Be a reliable trusted source of information and support for patients, families, medical professionals and other stakeholders:
- People with PKD and their families find it difficult to access reliable, consistent information, which inhibits their ability to make suitable decisions about their condition
- PKD patients and their families feel isolated by the condition and often do not know anyone else with PKD.
- We will reach out to people affected by PKD, both patients and their families to provide advice, support and an opportunity to talk
- We will provide information that is always evidence-based, Information Standard accredited and accessible for stakeholders, press, other charities, DH/NHS, patients, families, carers, other healthcare professionals (HCPs).
- We will hold regular Information Days around the UK on ARPKD and ADPKD.
- We will provide Peer-to-Peer support working with our community of PKD volunteers.
Fund research into improved quality of life:
- We will support relevant studies - either solely or jointly with other charities.
- We will promote and prioritise the research needs of patients and families.

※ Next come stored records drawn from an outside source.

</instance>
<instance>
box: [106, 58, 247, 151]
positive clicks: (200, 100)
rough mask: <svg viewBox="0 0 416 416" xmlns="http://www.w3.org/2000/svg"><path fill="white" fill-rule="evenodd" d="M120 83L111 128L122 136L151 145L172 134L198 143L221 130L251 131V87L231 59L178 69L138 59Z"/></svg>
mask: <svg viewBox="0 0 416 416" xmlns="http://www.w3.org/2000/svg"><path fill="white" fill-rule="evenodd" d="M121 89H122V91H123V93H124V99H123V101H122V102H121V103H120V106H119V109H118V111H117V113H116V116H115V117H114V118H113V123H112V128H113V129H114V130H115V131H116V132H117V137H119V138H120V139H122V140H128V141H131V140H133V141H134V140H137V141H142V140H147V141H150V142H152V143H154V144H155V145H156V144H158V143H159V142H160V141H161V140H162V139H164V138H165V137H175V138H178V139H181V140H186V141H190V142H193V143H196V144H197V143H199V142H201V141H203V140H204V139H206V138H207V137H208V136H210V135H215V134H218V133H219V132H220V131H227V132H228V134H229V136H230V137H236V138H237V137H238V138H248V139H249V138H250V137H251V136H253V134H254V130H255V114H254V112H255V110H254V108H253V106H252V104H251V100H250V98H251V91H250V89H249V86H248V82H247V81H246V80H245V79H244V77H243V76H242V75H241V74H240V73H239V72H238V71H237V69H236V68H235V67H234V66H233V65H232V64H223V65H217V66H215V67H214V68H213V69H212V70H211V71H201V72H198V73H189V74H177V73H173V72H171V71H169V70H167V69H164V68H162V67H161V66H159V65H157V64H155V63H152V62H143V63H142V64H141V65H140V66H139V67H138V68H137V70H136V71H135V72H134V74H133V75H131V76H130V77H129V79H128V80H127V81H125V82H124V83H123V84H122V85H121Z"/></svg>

- We will develop and maintain appropriate relationships with drug companies that are researching treatments for PKD.
Act as the voice of PKD patients and families:
- Access to PKD information and services within the UK is patchy and inconsistent resulting in inequality in the services and treatments that PKD patients receive.
- We will be a strong voice for people living with ADPKD and ARPKD that is heard by the medical profession, the NHS and government.
- We will collaborate with and through other organisations on issues relevant to PKD patients, families and carers.